The Mapper Algorithm takes any dataset $X$ and returns a shape-summary in the form a graph $G$, called Mapper Graph. It's possible to prove, under reasonable conditions, that $X$ and $G$ share the same number of connected components.

For an in-depth description of Mapper please read the original paper.

Usage

In this file you can find a worked out example that shows how to use this package. We perform some analysis on the the well known dataset of hand written digits, consisting of less than 2000 8x8 pictures represented as arrays of 64 elements.

import numpy as np

from sklearn.datasets import load_digits
from sklearn.cluster import AgglomerativeClustering
from sklearn.decomposition import PCA

from tdamapper.core import MapperAlgorithm
from tdamapper.cover import CubicalCover
from tdamapper.clustering import PermissiveClustering
from tdamapper.plot import MapperPlot

# We load a labelled dataset
X, y = load_digits(return_X_y=True)             
# We compute the lens values
lens = PCA(2).fit_transform(X)                  

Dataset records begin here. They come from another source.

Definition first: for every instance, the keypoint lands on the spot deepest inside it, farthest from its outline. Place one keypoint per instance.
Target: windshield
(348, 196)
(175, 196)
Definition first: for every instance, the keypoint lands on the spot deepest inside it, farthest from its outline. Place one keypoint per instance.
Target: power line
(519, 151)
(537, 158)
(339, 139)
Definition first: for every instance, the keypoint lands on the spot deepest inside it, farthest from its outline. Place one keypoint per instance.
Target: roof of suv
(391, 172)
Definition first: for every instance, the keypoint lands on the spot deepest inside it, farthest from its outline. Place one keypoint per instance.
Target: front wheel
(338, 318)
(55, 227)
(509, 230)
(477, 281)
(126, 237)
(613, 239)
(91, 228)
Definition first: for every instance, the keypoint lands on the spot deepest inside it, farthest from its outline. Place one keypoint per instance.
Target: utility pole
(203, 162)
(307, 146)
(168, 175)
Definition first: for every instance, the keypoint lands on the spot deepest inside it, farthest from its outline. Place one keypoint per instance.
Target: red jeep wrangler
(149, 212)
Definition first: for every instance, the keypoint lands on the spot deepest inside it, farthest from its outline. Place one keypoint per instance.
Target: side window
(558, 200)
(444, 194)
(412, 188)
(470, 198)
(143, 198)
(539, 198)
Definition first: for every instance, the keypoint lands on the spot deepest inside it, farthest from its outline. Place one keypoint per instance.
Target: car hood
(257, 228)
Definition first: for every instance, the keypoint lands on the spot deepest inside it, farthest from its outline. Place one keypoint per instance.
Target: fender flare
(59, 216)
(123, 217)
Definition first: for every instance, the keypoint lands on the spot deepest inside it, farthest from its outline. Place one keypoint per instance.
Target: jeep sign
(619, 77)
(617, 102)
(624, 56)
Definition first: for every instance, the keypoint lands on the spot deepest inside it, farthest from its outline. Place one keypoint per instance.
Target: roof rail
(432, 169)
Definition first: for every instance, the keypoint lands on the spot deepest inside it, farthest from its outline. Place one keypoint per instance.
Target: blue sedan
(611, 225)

mapper_algo = MapperAlgorithm(
    cover=CubicalCover(
        n_intervals=10,
        overlap_frac=0.65),
    # We prevent clustering failures
    clustering=PermissiveClustering(            
        clustering=AgglomerativeClustering(10),
        verbose=False),
    n_jobs=1)
mapper_graph = mapper_algo.fit_transform(X, lens)

mapper_plot = MapperPlot(X, mapper_graph,
    # We color according to digit values
    colors=y,                                   
    # Jet colormap, used for classes
    cmap='jet',                                 
    # We aggregate on graph nodes according to mean
    agg=np.nanmean,                             
    dim=2,
    iterations=400)
fig_mean = mapper_plot.plot(title='digit (mean)', width=600, height=600)
fig_mean.show(config={'scrollZoom': True})     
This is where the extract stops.